4. Special Election Periods (“SEPs”) for Exceptional Conditions
Under certain circumstances, an individual may request enrollment in an MA plan or discontinue the election of an MA plan and change his or her election to Original Medicare or to a different MA plan. Likewise, under certain circumstances, an individual may enroll in a stand-alone Part D prescription drug plan (“PDP”) or disenroll from a PDP and enroll in another PDP or in an MA plan that includes Part D benefits (“MA-PD plan”). In the Final Rule, CMS is codifying a number of SEPs adopted and implemented through sub-regulatory guidance as exceptional circumstances SEPs. CMS is also establishing two new SEPs for exceptional circumstances.
Of note, CMS is expanding the scope of the SEP for individuals affected by a FEMA-declared weather-related emergency or major disaster to apply to FEMA-declared emergencies, as well as emergency declarations issued by a federal, state, or local government entity. This SEP (which will now be referred to as “SEP for Government Entity-Declared Disaster or Other Emergency”) will be available in the geographic areas identified in the emergency/disaster declaration.
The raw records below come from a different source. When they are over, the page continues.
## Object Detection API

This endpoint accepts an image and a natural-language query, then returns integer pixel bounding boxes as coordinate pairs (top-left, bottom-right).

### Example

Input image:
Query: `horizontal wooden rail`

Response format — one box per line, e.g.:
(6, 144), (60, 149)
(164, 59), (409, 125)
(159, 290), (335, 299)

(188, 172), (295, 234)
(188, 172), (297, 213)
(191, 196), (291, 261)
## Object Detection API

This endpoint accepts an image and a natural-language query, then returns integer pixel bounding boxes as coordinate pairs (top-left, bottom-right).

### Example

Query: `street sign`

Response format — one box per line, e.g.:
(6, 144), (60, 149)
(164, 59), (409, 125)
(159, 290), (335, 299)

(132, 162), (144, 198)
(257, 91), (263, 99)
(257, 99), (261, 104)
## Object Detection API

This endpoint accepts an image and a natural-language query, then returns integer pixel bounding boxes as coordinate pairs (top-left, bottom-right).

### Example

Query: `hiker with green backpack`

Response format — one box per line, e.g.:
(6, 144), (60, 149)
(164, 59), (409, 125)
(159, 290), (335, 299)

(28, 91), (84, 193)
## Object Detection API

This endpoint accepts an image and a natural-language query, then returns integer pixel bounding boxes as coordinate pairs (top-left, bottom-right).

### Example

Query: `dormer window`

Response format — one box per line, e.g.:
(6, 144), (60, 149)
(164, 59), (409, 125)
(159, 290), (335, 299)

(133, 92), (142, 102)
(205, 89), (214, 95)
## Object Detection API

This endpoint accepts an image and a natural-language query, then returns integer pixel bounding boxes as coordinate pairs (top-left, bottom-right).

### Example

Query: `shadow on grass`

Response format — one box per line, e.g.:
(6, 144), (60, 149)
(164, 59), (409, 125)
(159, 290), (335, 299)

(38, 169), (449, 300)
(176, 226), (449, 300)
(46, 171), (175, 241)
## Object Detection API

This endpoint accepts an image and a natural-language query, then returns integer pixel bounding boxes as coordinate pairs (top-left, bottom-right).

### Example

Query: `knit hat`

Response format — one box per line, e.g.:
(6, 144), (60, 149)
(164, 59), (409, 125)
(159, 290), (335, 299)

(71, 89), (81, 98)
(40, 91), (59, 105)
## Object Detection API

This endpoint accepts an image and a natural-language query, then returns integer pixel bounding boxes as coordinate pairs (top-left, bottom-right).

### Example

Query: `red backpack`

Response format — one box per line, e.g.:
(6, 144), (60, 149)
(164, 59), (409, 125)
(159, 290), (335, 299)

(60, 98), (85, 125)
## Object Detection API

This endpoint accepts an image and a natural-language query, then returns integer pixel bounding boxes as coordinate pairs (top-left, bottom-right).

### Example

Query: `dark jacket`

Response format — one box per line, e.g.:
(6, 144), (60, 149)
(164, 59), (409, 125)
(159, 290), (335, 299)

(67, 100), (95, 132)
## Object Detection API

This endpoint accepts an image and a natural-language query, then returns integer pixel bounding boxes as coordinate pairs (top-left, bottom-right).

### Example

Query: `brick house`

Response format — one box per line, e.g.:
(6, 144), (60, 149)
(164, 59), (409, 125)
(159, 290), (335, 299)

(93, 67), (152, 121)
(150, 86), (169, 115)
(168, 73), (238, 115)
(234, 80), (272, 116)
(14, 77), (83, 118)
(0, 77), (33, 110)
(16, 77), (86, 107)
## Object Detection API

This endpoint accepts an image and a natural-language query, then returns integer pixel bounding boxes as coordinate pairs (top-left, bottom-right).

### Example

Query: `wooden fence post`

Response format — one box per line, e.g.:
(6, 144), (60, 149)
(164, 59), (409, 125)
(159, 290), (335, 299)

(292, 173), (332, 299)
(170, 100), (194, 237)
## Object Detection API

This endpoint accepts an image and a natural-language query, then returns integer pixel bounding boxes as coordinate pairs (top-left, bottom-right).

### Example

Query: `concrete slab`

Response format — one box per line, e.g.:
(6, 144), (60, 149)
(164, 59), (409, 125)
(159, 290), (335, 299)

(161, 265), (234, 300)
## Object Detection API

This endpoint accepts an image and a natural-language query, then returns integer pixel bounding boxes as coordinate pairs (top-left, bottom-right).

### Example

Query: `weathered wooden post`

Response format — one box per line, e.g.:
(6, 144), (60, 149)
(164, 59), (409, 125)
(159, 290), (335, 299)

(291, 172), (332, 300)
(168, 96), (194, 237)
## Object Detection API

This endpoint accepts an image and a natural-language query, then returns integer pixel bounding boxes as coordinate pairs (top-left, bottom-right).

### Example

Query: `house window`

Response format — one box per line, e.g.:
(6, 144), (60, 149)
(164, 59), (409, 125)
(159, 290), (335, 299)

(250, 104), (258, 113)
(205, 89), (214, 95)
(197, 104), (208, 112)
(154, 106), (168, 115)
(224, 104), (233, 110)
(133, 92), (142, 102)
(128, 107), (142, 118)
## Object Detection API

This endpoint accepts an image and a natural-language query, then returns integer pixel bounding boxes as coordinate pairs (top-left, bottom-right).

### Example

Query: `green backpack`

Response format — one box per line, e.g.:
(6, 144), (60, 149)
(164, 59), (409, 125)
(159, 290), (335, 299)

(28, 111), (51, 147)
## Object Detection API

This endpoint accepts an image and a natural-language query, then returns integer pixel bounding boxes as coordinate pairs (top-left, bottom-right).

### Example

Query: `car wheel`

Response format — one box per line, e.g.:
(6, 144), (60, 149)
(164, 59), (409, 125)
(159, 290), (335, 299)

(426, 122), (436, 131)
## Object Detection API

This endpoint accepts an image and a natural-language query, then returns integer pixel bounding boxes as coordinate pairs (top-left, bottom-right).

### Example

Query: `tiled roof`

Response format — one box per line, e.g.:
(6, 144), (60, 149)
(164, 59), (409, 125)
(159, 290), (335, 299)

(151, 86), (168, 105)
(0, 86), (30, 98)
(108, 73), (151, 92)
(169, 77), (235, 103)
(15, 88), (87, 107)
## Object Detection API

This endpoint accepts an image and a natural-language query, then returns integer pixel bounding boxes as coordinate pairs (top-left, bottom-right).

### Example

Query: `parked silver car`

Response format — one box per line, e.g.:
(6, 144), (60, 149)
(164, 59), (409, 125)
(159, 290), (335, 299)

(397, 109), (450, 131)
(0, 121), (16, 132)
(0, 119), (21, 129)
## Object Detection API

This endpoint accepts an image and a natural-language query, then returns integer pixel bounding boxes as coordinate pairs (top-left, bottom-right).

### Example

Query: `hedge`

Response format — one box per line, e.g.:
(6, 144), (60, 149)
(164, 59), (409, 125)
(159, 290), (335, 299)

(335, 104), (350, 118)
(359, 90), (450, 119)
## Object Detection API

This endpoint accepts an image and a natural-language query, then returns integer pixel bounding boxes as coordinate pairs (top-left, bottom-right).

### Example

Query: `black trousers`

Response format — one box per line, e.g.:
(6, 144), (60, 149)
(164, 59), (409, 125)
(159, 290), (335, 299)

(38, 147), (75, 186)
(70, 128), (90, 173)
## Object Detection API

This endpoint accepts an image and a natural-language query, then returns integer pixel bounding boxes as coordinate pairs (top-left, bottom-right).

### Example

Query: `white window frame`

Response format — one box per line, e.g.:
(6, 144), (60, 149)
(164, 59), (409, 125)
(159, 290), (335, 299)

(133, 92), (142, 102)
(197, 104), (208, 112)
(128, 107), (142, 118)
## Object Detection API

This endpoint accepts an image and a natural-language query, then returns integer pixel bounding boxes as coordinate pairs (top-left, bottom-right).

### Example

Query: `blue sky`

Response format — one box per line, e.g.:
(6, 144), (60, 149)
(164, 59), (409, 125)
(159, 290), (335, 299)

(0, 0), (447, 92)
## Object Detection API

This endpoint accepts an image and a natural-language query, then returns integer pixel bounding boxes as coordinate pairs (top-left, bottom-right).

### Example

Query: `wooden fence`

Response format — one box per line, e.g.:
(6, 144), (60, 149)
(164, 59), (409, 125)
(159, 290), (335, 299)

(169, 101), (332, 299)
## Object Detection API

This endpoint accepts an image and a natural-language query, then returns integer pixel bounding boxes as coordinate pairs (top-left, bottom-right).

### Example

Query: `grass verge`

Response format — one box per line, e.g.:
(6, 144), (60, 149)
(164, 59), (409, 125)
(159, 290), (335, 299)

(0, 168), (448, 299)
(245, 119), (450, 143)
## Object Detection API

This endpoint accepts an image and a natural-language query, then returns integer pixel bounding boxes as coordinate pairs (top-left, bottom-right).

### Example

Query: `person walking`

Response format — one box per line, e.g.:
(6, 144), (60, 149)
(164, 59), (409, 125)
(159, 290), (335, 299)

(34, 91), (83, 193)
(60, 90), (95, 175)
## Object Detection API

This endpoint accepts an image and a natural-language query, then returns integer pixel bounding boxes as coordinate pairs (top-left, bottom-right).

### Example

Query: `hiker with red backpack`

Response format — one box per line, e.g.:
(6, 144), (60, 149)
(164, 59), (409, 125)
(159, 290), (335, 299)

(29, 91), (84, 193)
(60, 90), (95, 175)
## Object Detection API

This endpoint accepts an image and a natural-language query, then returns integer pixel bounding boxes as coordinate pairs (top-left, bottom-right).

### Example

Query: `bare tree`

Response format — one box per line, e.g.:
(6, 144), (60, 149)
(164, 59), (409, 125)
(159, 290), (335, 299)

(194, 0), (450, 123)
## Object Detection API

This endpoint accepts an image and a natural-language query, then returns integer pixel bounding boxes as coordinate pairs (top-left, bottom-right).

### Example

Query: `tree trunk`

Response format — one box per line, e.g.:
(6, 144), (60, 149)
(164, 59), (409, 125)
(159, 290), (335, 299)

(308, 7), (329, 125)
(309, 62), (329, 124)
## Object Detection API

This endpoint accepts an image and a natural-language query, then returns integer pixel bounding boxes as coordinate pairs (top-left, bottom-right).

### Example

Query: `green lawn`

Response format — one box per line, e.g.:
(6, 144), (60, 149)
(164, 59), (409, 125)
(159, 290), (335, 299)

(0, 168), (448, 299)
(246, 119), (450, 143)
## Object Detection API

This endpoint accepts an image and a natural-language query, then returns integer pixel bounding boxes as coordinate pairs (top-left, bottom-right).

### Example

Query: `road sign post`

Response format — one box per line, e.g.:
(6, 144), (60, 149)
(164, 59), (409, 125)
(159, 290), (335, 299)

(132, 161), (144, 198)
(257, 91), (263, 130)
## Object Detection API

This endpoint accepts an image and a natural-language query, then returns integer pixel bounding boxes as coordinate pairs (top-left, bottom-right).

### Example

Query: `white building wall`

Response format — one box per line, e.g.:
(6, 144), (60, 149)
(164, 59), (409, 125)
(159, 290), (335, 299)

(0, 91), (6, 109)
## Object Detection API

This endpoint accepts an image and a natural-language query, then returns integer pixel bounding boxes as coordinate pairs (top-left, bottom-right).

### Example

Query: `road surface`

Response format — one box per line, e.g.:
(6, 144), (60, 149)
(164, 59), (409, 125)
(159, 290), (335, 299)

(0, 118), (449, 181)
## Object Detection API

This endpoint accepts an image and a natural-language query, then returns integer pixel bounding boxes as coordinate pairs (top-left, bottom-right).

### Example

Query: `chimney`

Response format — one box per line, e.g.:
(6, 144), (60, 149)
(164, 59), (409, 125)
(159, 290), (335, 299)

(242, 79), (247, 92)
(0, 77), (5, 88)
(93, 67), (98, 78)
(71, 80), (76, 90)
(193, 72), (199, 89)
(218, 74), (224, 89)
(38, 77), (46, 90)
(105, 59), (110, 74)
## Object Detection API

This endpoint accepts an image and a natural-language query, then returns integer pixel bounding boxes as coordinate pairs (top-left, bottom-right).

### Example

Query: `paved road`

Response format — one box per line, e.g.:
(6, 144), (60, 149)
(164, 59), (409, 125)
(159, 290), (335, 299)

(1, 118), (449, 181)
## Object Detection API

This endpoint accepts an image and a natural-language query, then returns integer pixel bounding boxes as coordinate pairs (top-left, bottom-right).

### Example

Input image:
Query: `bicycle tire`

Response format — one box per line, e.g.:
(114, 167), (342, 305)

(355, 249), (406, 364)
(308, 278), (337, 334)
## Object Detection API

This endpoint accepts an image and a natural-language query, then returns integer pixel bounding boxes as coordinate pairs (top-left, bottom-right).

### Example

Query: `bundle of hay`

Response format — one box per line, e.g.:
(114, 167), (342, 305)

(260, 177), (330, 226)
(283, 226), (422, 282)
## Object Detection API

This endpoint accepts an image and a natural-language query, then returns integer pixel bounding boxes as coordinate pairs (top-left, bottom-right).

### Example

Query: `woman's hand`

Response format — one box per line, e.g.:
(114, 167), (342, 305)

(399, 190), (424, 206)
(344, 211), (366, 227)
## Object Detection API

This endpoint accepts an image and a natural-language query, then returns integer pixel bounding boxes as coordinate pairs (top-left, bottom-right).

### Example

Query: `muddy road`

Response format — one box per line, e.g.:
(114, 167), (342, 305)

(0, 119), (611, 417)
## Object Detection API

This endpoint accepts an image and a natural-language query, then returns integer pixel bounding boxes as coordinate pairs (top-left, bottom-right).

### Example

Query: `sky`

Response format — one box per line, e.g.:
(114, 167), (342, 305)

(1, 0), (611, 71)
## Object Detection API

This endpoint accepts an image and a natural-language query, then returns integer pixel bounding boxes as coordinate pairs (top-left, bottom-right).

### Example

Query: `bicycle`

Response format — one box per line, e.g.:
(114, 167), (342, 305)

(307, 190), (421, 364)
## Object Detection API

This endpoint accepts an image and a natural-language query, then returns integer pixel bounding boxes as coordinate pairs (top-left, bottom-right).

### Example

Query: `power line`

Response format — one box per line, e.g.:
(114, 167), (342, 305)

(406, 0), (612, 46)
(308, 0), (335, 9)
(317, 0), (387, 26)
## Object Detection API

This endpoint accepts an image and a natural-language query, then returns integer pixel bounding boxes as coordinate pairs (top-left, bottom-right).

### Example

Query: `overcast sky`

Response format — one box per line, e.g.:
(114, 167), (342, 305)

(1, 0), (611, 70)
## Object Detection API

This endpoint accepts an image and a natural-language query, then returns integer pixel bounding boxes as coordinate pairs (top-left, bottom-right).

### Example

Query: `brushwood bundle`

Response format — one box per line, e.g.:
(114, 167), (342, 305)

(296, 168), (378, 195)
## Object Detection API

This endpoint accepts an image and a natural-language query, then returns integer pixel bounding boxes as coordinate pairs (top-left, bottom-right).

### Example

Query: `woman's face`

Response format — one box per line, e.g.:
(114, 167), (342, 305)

- Implementing Certain BBA of 2018 Provisions
CMS is finalizing a minor policy update to Special Supplemental Benefits for the Chronically Ill (“SSBCI”). Previously, eligibility for SSBCI was limited to those chronic conditions outlined in the Medicare Managed Care Manual (Chapter 16b). Beginning in contract year 2021, CMS is allowing plans to target other chronic conditions. CMS is also finalizing a proposal to limit Dual Eligible Special Needs Plan (“D-SNP”) “look-alikes”.